Valerien Ismael için bu maç “rövanş” değil. Ama oyuncular için “rövanş” sayılabilirdi. Çünkü takım kimliği söz konusu… O nedenle cezalı Welinton’un yokluğunda Necip’le kurulan üçlü savunma zaman zaman zorlansa da topa sahip olmasını (31/69) bildiler. Maça sahip olmak için çok çalıştılar.

Hakan Keleş’in ekibi de baskı yediği dakikalarda geçiş fırsatları bularak oyunun akışını değiştirdi.

Beşiktaş 4’ü isabetli 14 şut attı… Üst üste korner (3/9) fırsatları buldular. Ghezzal ve Batshuayi’nin gayretlerine rağmen golü bulamadılar. Ismael’in 56’da Pjanic ve Nkoudou ile yaptığı hamle çok yerindeydi.

Daha sonra Batshuayi’yi alıp Güven’i sürdü oyuna. Rıdvan Yılmaz-Umut Meraş değişikliği de doğru hamle idi. Ama yeterli olmadı bu hamleler. 
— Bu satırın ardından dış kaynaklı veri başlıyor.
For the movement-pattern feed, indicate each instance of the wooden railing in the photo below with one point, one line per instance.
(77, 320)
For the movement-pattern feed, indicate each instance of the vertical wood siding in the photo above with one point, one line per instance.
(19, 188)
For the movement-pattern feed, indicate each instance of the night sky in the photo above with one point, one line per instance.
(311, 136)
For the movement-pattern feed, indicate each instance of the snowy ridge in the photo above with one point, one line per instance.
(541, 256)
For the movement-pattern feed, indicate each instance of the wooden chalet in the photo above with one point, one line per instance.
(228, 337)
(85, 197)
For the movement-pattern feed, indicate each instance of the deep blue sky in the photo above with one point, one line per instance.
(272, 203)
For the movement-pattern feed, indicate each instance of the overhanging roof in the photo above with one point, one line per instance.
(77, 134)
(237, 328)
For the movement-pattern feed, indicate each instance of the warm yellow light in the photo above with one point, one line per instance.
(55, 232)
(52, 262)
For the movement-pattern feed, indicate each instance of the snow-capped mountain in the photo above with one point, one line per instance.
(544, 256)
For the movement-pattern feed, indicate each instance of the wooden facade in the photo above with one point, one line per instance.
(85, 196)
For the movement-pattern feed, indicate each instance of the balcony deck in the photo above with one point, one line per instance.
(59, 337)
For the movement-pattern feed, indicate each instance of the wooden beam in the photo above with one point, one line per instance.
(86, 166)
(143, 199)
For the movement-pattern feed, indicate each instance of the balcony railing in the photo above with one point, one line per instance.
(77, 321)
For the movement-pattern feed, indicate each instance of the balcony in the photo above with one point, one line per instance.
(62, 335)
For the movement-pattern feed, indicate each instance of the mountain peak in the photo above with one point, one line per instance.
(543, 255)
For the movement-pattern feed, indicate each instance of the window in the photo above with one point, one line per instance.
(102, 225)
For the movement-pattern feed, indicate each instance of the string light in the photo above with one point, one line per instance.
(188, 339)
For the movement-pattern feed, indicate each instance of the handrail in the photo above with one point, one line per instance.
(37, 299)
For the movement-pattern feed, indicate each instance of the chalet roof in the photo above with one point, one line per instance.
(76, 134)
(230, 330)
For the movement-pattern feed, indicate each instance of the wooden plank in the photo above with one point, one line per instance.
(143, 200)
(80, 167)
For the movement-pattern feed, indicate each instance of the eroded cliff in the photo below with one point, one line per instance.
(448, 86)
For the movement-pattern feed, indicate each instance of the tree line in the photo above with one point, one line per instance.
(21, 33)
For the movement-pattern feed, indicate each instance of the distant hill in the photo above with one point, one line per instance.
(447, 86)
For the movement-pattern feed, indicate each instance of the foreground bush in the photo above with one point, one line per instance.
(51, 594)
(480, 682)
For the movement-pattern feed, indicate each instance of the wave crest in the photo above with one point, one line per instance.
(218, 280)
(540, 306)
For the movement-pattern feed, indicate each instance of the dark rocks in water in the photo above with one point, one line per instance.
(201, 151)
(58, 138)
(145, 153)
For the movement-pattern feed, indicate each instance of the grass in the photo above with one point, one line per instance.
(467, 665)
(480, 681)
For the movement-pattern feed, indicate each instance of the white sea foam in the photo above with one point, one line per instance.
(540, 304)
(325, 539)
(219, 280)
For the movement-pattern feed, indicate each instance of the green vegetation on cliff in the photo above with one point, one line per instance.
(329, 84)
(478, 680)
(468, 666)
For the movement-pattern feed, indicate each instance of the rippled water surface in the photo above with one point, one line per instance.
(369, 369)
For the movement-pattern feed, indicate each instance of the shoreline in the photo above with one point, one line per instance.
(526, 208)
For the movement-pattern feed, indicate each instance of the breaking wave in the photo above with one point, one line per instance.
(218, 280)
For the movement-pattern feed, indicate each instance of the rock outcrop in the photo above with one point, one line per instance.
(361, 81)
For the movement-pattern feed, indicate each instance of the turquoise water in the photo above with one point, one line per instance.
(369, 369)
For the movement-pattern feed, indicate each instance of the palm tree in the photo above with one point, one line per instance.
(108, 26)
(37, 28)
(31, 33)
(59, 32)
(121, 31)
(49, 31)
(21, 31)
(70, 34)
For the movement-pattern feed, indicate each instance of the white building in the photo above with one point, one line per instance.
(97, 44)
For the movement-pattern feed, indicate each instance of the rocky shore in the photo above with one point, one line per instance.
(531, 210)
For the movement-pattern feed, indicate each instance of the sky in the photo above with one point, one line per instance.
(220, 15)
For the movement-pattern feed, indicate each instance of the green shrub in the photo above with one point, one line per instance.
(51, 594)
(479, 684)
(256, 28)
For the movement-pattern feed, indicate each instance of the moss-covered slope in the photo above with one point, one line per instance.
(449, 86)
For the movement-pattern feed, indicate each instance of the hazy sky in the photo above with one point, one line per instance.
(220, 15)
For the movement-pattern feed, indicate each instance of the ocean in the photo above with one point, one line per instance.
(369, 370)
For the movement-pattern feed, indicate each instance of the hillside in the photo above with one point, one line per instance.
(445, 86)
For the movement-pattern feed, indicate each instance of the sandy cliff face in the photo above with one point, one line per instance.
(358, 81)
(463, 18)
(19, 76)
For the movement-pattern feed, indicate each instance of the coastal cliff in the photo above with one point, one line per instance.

Hücumda böylesine baskılı oynadığı halde golü bulamamasının nedenlerinden biri de Alex Teixeira, Can Bozdoğan ve Rosier’in kararsız, etkisiz, yaratıcılıktan uzak oyunlarıydı. Rosier çok top kaybetti. (Sahi bu takımda bir de Emirhan vardı, değil mi?)
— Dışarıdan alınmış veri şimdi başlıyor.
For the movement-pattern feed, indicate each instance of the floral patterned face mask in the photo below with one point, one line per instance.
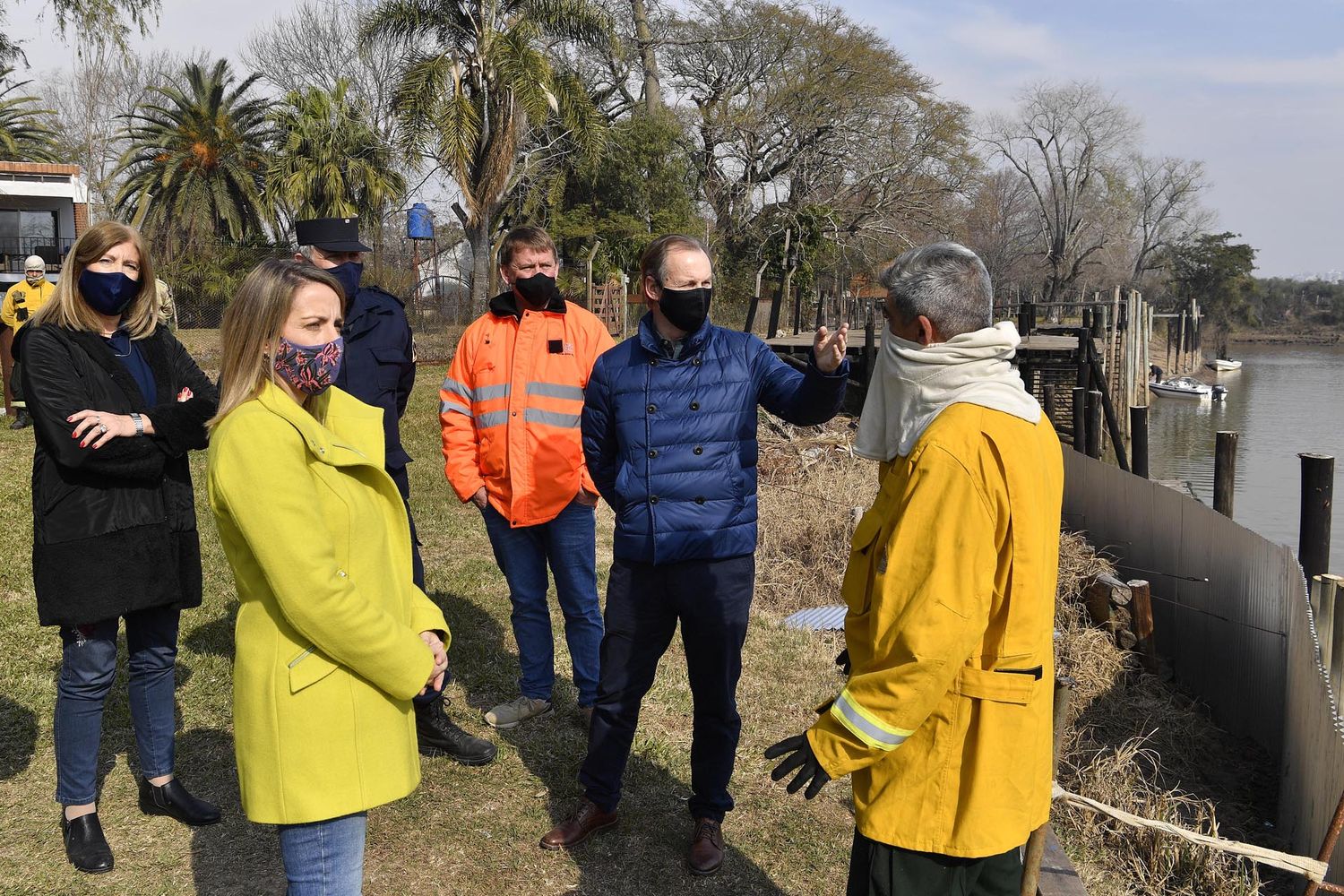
(309, 368)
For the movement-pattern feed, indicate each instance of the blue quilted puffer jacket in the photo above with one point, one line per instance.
(672, 444)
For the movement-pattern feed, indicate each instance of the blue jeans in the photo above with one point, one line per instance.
(324, 857)
(89, 664)
(569, 544)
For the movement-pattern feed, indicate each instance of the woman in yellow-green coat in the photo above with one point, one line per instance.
(332, 638)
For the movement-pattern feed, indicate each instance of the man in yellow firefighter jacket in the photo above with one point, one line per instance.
(945, 723)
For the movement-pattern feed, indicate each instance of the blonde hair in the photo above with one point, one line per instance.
(253, 324)
(69, 309)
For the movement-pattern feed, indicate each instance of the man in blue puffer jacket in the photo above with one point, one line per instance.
(669, 435)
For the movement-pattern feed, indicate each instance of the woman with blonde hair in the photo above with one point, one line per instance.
(116, 403)
(333, 637)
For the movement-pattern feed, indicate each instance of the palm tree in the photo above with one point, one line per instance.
(483, 89)
(328, 159)
(198, 156)
(26, 134)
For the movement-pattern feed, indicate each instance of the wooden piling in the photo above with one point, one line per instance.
(1325, 619)
(1142, 607)
(1094, 430)
(1139, 440)
(1081, 418)
(1225, 471)
(1314, 549)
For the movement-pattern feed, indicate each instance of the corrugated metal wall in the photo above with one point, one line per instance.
(1244, 640)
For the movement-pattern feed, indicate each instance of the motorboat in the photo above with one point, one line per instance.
(1182, 387)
Beşiktaş’ın kapalı defansları açma konusunda sıkıntılı bir ekip olduğunu bir kez daha gördük. Burada teknik yetersizlik, yaratıcılıktan uzak oyun ve taktik yetersizlikler de söz konusu olabilir. Valerien Ismael’in hedefsiz kalan takımına, en azından gelecek yılın oyun ilkeleri bakımından özel çalışmalar yaptırması beklenmeli.
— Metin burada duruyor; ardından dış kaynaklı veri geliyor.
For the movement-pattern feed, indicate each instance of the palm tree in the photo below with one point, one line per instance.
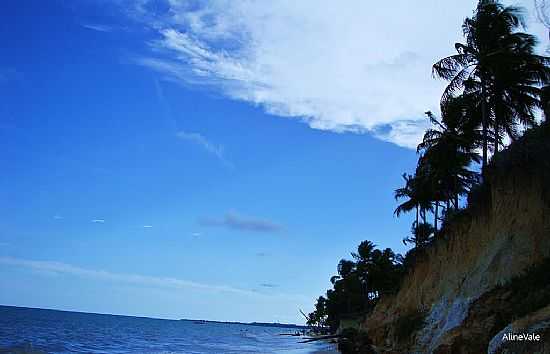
(494, 50)
(447, 152)
(417, 194)
(545, 102)
(420, 235)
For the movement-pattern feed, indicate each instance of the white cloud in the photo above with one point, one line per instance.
(357, 66)
(235, 221)
(97, 27)
(203, 142)
(59, 268)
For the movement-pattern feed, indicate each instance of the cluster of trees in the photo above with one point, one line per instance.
(359, 284)
(497, 83)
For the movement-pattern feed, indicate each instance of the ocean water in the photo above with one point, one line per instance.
(25, 330)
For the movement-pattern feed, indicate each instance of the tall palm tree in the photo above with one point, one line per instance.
(448, 150)
(545, 102)
(417, 196)
(493, 43)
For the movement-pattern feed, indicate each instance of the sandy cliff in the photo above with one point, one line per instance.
(454, 286)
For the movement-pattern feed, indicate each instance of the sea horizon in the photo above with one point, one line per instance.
(38, 330)
(253, 323)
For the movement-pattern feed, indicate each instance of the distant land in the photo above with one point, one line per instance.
(258, 324)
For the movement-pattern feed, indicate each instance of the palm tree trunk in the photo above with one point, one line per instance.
(484, 133)
(484, 125)
(436, 212)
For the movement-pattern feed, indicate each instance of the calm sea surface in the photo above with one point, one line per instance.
(68, 332)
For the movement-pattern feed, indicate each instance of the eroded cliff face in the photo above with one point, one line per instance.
(455, 283)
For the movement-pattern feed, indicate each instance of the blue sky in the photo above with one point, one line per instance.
(205, 161)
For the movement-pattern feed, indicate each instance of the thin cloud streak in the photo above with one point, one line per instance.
(235, 221)
(98, 27)
(303, 59)
(203, 142)
(134, 279)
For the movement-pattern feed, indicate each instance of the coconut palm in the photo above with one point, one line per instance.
(447, 150)
(417, 193)
(494, 53)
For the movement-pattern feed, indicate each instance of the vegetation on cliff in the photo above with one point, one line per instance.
(497, 84)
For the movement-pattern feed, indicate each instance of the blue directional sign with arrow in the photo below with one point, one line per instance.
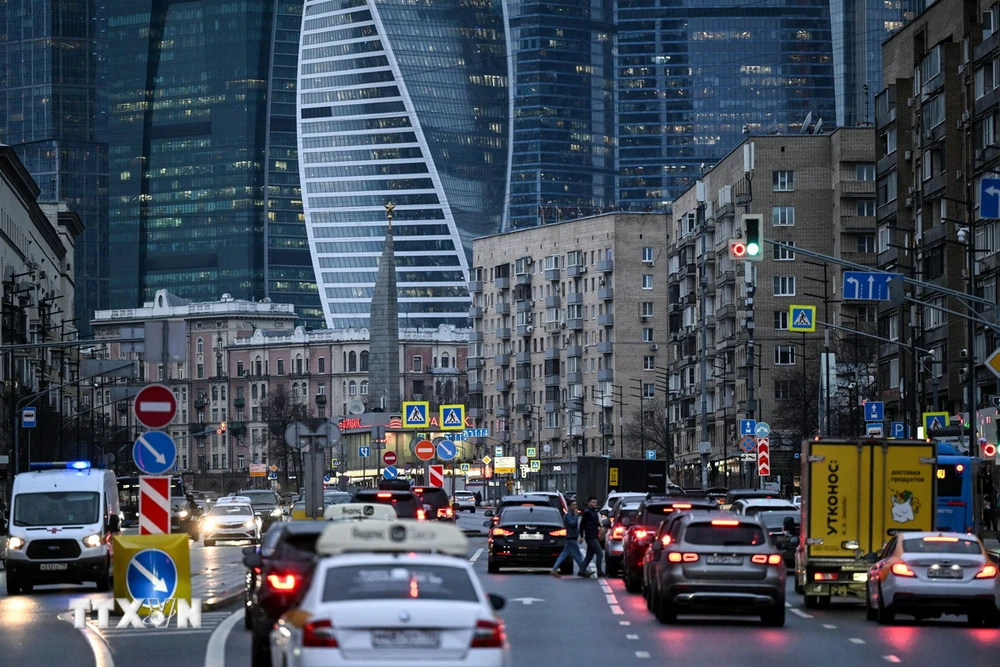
(154, 453)
(868, 286)
(151, 575)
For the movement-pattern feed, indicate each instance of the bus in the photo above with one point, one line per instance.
(128, 497)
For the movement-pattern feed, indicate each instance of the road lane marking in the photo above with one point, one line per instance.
(215, 652)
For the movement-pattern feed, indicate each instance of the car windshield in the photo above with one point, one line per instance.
(740, 535)
(390, 581)
(57, 508)
(942, 545)
(231, 510)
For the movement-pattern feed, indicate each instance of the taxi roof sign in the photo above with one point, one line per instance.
(358, 511)
(403, 536)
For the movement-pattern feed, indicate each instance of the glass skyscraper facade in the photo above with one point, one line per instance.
(406, 103)
(563, 148)
(859, 28)
(53, 112)
(694, 75)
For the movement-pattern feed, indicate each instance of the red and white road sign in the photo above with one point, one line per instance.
(154, 505)
(424, 450)
(763, 457)
(155, 406)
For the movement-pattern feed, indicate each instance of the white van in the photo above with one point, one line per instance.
(62, 518)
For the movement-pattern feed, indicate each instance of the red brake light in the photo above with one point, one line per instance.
(280, 582)
(488, 634)
(319, 634)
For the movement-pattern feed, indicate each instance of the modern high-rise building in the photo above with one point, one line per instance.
(204, 186)
(403, 103)
(859, 28)
(563, 148)
(694, 78)
(53, 112)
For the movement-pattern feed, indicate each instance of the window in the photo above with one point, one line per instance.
(783, 254)
(784, 355)
(784, 285)
(783, 216)
(783, 181)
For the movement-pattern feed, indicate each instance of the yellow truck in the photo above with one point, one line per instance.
(856, 494)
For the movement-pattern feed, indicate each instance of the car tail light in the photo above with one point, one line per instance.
(902, 570)
(282, 582)
(488, 634)
(319, 634)
(988, 572)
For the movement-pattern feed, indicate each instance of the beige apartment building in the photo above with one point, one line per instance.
(815, 192)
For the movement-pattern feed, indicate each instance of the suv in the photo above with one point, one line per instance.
(265, 505)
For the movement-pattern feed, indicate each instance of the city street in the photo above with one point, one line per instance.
(549, 621)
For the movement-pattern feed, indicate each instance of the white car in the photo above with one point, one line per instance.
(464, 500)
(369, 604)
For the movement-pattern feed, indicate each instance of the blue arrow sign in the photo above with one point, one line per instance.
(154, 452)
(151, 575)
(447, 450)
(989, 198)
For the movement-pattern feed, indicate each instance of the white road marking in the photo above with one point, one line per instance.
(215, 653)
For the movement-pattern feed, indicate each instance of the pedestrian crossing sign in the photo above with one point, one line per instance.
(452, 418)
(802, 319)
(416, 414)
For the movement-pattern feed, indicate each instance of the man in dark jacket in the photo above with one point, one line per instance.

Bir de şu Cyle Larin meselesi… Kanımca ipler koptu. Larin kendini Beşiktaş’ın bir parçası olarak görmüyor. İstekli davranmıyor. Sanırım Ismael’i de oynama konusunda ikna edemiyor. Ayrılık var çıkan falda.

Son söz: Yine beraberlik… Zehirli bir sonuç… Alışkanlık yapar. Daha da kötüsü, kazanmayı unutturur, dikkat!.